As Christmas is nearly upon us I thought I’d feature Myrrh this time round. A major skin oil with powerful healing properties
I’ve seen so many positive results with eczema and slow healing wounds. Myrrh is typically an essential oil that I seem to use more when making up blends for local applications as opposed to using it in a full body massage. Its psychological benefits in a massage can be very calming helping grief and deep seated emotions but it is my go to on a dermatological level.
Cracked heels, varicose ulcers, haemorrhoids, infected wounds, oral complaints and eczema respond well to this strongly antiseptic oil. If you suffer from mouth ulcers, bleeding gums or oral thrush, Myrrh used as a mouthwash is highly effective combined with tea tree. Add a few drops in water and gargle.
Myrrh isn’t an oil that you would associate with a beautiful aroma. It is medicinal and balsamic and has kind of a dry smell. When I initially smelt it for the first time I smelt rubber. I love it for his properties but not for its aroma. Therefore it is best blended with other oils to disguise this.
Its other benefits are with the respiratory and urogenital systems. As an anticatarrhal oil it can help with chronic lung conditions, asthma, coughs and colds, laryngitis and bronchitis. As a fungicidal oil it is effective with urogenital infections.

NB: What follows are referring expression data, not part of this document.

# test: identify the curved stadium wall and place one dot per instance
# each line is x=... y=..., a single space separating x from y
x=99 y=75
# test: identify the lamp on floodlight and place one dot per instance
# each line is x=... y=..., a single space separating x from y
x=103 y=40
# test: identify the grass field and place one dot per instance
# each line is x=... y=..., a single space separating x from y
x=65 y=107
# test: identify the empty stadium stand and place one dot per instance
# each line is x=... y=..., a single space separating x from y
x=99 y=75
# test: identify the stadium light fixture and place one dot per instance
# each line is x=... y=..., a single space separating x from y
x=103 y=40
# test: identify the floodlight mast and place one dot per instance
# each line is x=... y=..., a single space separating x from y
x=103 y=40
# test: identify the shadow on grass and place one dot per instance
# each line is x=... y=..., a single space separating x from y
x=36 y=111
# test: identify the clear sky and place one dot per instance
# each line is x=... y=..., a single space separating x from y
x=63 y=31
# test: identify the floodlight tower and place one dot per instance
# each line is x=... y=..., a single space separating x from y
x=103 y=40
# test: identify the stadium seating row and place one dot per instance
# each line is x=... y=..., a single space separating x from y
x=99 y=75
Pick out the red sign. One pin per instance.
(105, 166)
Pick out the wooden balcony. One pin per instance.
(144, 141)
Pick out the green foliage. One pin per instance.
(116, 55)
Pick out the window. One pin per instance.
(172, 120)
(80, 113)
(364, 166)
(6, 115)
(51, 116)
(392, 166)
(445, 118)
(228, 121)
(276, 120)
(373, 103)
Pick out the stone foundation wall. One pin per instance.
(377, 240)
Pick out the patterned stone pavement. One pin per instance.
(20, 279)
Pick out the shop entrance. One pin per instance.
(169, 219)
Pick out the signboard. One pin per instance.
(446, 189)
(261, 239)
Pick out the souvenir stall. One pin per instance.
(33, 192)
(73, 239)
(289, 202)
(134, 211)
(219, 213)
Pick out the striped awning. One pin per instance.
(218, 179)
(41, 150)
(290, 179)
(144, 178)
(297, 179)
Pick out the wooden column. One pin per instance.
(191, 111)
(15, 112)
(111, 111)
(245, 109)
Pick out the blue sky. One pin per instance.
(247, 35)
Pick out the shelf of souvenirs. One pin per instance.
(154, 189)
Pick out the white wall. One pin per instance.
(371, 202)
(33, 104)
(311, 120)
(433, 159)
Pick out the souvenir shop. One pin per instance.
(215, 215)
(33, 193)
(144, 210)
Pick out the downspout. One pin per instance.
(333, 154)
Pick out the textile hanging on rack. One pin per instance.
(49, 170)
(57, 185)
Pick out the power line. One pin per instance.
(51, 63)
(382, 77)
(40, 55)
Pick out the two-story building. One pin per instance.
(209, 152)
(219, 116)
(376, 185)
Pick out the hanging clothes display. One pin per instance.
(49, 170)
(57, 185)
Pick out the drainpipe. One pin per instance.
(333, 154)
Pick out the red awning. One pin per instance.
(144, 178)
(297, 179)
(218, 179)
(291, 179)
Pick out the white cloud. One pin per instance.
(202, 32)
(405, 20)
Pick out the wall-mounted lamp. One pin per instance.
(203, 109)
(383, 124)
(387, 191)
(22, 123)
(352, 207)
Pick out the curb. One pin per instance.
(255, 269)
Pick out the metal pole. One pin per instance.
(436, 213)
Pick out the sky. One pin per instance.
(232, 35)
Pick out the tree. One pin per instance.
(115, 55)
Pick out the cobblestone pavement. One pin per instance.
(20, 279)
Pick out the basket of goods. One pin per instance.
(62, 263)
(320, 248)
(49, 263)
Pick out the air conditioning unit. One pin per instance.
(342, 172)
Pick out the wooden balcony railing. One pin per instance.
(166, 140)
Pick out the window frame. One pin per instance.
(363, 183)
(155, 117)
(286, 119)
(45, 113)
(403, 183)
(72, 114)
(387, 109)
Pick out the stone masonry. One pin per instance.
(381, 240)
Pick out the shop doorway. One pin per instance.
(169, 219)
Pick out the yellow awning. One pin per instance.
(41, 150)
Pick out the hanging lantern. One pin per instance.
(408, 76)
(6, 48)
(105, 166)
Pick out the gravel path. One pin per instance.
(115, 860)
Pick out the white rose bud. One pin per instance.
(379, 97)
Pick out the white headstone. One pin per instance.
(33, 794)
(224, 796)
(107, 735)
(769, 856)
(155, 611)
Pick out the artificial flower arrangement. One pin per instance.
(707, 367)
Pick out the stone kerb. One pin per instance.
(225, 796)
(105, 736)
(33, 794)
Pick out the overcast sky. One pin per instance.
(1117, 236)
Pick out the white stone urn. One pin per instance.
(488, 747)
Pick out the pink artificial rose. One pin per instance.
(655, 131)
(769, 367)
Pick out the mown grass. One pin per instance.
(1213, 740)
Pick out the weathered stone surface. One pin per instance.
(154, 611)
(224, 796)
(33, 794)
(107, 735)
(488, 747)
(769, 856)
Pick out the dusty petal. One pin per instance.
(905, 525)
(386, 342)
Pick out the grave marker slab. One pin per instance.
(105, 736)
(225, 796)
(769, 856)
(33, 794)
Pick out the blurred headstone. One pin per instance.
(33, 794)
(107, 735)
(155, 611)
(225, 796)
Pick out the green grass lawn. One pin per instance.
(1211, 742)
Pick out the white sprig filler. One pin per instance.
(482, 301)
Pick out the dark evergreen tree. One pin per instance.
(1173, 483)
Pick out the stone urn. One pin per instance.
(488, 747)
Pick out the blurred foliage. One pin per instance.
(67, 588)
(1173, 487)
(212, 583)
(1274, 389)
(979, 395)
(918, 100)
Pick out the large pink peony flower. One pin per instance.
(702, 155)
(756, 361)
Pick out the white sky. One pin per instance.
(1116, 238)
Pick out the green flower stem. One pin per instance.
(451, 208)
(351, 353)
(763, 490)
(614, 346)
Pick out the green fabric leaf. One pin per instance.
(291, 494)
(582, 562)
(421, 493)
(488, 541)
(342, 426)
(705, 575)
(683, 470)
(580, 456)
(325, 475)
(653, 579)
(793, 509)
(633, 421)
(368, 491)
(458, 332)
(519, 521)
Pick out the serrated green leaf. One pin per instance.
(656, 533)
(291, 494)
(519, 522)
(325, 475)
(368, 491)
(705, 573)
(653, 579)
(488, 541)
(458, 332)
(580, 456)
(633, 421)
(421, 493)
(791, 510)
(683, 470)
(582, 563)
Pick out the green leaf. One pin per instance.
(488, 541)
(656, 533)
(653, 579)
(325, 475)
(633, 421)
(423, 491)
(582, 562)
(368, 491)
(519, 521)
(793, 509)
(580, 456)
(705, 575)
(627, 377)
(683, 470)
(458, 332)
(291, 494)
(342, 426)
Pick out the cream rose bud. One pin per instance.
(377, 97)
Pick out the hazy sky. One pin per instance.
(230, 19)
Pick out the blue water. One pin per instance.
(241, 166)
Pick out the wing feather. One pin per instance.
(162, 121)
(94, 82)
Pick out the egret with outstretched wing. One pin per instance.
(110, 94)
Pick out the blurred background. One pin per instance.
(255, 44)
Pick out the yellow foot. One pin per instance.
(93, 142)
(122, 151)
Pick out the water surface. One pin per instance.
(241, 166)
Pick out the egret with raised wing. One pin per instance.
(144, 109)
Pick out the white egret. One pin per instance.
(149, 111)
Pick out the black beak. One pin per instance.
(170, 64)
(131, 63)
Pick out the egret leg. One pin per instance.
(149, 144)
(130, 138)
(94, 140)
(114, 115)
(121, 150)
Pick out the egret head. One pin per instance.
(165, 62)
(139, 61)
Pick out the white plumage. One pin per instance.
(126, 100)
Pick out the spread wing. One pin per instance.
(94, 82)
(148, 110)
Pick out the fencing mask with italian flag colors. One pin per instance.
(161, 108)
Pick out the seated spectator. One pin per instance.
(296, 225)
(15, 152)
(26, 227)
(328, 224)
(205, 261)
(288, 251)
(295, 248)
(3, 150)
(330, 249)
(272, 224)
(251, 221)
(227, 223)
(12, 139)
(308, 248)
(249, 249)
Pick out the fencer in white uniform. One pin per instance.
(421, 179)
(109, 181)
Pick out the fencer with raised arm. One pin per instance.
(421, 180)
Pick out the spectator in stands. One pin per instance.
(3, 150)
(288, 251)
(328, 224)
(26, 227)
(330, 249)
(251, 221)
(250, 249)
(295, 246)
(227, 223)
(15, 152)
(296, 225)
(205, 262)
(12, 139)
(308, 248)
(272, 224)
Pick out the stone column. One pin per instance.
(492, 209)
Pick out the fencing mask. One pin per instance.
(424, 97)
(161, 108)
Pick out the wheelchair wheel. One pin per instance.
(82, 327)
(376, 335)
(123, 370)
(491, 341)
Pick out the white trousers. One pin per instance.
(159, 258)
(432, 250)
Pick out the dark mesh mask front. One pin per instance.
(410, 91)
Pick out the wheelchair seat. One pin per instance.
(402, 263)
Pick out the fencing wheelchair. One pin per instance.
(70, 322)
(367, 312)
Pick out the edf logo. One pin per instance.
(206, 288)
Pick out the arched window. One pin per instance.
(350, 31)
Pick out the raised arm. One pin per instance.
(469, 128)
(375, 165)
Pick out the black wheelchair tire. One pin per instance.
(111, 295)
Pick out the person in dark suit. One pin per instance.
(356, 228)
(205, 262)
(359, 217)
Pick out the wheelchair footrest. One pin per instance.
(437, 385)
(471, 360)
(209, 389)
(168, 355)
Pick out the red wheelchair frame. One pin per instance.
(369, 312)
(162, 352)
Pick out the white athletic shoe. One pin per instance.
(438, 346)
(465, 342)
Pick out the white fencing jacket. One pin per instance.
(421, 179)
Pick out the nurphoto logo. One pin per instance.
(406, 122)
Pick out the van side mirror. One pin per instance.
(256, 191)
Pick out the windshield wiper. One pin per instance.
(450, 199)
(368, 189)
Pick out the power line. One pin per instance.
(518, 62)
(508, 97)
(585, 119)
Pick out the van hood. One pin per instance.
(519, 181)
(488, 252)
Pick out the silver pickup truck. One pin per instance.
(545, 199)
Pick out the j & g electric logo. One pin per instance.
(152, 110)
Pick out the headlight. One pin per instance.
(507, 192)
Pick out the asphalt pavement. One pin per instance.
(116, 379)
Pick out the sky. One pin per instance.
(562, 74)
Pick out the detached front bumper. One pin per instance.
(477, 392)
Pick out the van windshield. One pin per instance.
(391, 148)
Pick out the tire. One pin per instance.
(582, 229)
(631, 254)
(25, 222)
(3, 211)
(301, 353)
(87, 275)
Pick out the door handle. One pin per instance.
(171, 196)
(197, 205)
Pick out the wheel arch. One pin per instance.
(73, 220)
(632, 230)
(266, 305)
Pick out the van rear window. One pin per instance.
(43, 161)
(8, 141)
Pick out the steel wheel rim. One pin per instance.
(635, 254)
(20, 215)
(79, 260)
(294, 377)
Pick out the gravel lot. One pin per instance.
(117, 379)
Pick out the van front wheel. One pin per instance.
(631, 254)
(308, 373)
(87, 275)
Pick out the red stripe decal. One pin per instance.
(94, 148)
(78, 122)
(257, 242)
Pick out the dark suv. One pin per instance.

So its not just associated with gold and frankincense at Christmas although myrrh blended with frankincense is a fantastic skin preserver for wrinkles and ageing skin but of course 1000’s of years ago they already knew that and we are just copying them. The power of essential oils in ancient times and in modern day.
For safety reasons Myrrh must not be used in pregnancy until late in the third trimester to prepare the body for birth as it is a uterine tonic. Please consult a professional aromatherapist for further advice.